- グラフィック社
- 176ページ
- 定価 1650円
題名どおり手のひらに乗るサイズの小さな本だが、漢字が多く、おまけに読み仮名が書かれていない、決して子供向きの本ではない。しかも内容は明らかに大人が読む本。フランス人の著者はジャーナリストで作家。著者紹介では、自然やエコロジー関係の著作が多いとある。いわゆる科学書とは言いがたいが、月の歴史から始まって、地形、月の運動、月の見え方、地球潮汐、暦など、前半では月の科学に終始し、中盤では月が関わる宗教、魔女信仰、芸術、文学、漫画や映画と続く。後半で、ここが従来の月に関する作品ではほとんど真面目に扱われない詩歌、童謡、月に関わる植物、犯罪、恋愛、性行為、美容(特に髪の毛)、料理、洗濯など様々な事柄が語られている。
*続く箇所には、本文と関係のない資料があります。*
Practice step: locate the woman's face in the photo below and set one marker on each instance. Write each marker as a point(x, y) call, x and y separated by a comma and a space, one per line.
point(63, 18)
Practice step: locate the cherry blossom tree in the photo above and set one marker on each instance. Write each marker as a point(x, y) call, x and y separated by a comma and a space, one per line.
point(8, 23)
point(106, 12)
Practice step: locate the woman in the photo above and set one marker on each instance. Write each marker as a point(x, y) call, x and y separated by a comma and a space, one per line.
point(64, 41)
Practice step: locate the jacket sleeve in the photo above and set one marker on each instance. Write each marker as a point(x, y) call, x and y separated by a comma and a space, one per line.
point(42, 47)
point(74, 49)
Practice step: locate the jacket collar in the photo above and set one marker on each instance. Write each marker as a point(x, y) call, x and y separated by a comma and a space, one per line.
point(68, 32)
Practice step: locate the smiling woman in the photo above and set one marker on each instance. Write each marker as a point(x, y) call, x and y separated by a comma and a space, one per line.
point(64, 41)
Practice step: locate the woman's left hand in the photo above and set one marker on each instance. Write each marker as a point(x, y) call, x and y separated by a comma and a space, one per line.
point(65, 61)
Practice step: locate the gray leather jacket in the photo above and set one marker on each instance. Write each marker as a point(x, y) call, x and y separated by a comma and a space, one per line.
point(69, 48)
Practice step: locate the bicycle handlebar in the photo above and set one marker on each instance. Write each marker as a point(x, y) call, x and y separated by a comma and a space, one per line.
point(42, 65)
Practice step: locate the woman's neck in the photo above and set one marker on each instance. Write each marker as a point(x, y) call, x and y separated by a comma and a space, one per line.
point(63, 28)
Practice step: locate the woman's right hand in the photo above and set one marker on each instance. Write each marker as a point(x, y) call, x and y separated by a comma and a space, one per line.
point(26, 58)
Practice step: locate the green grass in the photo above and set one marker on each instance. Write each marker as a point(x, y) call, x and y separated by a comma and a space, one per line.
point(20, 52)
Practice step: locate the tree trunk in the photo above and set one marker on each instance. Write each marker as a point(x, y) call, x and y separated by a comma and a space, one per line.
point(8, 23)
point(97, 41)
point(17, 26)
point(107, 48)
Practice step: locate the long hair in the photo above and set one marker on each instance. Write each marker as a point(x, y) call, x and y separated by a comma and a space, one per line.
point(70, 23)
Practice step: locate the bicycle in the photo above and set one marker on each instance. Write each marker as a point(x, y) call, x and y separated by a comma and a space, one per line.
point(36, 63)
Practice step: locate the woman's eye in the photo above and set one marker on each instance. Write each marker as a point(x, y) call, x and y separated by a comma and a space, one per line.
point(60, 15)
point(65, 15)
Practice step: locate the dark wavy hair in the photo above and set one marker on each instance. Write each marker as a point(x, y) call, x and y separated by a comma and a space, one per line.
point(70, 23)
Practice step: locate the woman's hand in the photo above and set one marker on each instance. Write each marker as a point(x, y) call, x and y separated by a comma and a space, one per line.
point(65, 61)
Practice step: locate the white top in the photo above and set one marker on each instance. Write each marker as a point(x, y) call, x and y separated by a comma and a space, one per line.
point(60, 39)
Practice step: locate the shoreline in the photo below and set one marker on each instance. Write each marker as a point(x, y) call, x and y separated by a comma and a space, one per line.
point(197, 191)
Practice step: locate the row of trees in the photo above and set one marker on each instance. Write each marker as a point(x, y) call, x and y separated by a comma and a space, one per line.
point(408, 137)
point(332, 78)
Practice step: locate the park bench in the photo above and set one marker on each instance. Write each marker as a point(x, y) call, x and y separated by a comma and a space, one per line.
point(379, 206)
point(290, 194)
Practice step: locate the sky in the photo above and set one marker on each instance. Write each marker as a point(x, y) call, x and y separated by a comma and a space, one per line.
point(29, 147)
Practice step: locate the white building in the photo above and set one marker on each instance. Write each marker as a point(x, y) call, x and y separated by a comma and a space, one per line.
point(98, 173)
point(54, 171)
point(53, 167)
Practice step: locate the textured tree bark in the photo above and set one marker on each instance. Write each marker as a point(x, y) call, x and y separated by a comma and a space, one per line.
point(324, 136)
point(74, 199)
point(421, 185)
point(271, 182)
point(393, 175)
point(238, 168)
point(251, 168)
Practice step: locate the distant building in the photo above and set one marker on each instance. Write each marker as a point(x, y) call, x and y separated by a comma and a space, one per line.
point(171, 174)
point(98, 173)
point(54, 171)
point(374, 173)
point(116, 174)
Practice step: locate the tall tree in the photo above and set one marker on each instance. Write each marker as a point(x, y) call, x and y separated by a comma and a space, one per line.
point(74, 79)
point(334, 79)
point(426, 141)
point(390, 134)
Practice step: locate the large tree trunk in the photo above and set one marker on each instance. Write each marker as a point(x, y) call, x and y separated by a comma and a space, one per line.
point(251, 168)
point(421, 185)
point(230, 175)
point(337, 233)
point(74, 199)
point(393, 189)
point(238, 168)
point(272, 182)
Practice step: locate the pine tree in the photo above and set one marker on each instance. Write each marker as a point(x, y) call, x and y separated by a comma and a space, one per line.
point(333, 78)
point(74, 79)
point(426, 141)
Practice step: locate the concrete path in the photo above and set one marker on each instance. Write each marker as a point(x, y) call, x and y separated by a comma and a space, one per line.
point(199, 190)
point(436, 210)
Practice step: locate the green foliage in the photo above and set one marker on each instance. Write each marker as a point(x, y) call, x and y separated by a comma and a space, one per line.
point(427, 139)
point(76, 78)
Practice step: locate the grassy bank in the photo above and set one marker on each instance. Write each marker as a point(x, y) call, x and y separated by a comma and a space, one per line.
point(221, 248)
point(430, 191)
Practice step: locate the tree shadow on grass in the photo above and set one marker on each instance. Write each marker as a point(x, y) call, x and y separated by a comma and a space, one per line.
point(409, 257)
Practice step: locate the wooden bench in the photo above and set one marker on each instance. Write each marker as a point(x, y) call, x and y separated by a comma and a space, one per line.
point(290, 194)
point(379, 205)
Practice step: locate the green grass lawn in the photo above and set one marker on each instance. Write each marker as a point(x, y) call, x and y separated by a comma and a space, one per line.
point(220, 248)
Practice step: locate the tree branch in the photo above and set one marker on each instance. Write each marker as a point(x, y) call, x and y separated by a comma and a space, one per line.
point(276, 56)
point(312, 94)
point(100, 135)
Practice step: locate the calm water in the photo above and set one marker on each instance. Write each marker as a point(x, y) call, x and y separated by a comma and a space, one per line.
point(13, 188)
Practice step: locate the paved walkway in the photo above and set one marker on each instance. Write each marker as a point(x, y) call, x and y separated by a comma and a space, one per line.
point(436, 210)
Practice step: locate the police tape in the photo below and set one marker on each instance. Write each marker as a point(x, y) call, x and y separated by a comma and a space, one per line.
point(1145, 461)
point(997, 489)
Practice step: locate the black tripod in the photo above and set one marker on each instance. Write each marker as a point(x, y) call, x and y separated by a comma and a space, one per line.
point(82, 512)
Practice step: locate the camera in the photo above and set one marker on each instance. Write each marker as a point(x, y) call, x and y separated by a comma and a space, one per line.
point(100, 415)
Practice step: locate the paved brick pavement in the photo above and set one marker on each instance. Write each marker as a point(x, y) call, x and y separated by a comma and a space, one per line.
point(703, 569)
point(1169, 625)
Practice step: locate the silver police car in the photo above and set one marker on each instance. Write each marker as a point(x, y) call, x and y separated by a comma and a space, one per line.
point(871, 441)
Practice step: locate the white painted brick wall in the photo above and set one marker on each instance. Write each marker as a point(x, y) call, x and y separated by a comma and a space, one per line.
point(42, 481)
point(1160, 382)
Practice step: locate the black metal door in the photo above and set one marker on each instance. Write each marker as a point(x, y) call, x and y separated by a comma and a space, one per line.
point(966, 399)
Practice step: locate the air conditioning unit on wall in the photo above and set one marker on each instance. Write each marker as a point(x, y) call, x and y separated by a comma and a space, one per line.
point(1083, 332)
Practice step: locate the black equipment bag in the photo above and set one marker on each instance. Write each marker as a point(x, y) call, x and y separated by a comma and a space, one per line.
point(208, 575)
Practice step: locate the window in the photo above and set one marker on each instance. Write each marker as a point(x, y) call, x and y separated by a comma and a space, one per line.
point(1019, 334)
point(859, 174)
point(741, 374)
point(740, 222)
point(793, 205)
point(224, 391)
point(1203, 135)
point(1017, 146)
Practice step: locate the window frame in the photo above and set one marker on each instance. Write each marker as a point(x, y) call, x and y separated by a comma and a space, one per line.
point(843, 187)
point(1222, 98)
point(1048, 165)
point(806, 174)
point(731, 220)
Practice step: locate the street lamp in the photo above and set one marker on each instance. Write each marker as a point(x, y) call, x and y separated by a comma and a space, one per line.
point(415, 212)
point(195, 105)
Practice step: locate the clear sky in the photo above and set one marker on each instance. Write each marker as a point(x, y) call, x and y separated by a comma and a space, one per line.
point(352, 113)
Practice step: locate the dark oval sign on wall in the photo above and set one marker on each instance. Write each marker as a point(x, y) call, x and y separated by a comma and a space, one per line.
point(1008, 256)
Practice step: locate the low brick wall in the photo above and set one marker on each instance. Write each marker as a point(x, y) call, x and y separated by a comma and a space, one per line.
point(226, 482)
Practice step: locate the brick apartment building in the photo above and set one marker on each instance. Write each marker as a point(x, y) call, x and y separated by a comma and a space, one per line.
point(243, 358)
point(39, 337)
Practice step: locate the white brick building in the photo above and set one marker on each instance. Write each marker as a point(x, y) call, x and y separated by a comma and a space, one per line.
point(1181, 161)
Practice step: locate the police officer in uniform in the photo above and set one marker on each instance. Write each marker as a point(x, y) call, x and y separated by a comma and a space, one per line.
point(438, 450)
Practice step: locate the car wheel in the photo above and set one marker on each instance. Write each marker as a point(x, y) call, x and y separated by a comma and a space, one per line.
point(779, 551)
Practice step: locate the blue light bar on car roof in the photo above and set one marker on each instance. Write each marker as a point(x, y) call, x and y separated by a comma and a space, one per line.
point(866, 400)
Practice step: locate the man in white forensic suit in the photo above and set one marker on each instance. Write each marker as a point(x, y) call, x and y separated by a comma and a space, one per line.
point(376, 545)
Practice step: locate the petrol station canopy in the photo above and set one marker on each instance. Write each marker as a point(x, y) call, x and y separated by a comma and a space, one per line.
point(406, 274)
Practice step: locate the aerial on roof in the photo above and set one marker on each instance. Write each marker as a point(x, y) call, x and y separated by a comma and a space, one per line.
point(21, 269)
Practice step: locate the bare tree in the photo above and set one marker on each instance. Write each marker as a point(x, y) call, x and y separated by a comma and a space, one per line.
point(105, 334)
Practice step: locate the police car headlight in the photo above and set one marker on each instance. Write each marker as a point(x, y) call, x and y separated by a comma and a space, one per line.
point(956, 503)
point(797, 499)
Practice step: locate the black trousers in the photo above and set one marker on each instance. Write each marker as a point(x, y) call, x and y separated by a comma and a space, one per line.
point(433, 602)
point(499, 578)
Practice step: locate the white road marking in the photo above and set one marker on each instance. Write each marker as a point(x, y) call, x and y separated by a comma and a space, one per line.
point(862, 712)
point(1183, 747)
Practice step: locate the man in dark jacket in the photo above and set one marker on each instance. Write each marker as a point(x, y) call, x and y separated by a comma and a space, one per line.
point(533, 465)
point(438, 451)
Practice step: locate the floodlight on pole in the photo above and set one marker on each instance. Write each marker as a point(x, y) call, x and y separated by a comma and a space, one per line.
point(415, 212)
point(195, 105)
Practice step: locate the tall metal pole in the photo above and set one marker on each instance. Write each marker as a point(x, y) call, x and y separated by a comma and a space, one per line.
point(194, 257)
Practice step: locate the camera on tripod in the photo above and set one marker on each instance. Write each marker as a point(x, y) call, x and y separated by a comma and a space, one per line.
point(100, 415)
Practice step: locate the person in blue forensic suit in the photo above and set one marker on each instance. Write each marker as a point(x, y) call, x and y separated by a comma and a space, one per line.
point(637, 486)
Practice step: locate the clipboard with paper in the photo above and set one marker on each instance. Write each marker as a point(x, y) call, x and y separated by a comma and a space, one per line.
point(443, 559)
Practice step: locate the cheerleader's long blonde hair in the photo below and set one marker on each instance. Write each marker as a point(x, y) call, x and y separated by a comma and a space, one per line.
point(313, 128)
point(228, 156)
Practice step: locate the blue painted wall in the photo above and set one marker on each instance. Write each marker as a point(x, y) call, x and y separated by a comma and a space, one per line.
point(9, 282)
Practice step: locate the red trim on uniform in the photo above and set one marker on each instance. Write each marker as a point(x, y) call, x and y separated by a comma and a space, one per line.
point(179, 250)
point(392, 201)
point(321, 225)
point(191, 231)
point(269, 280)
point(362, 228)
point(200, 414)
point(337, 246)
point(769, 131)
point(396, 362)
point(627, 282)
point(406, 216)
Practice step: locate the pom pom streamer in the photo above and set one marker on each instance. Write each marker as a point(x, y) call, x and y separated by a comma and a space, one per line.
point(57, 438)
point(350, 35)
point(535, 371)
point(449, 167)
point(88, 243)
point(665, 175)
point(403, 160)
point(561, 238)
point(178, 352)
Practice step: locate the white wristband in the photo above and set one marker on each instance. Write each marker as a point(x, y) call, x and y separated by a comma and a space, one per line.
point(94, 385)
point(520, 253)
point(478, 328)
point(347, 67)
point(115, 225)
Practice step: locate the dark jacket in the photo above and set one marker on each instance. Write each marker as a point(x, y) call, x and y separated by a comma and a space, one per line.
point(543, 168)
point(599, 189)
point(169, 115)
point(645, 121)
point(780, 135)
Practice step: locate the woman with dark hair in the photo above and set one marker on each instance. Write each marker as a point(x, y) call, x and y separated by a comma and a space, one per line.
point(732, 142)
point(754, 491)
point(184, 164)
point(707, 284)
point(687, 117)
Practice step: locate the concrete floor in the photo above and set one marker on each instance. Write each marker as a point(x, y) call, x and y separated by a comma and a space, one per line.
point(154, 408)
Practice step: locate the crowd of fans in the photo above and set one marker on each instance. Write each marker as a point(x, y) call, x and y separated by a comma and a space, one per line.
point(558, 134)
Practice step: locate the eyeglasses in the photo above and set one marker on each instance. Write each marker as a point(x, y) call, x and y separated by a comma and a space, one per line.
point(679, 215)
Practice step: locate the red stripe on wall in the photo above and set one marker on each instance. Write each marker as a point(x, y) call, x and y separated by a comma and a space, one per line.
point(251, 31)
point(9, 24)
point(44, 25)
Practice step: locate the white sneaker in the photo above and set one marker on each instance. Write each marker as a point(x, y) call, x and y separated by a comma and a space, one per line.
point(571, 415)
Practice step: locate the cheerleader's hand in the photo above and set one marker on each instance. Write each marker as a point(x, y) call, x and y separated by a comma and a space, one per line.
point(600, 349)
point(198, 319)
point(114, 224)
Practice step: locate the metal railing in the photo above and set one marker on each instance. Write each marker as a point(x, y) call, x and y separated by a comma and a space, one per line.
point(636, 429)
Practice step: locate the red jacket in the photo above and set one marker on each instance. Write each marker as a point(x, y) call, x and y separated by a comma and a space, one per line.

評者は月夜に犯罪をすすめるわけでは当然ないが、月光がくまなく辺りを照らしてくれる月夜は、犯罪が起こりやすいそうだ。室内侵入盗や屋根歩きなどが横行し、金をくすねるなど…気をつけましょう。また、欧米では満月の夜、刃の輝きが失われないように、古いナイフは月光を避けて棚に収めておく方が良いと信じられているという。ホントかな?
月が昇ってくるときは自然界で、樹液が根から葉の隅々まで行き渡るように、人間の性的欲望が高まるという。これもホントかな? ともかく、本書は小さいにもかかわらず、月のありとあらゆる雑学が盛り沢山なのである。お勧めします。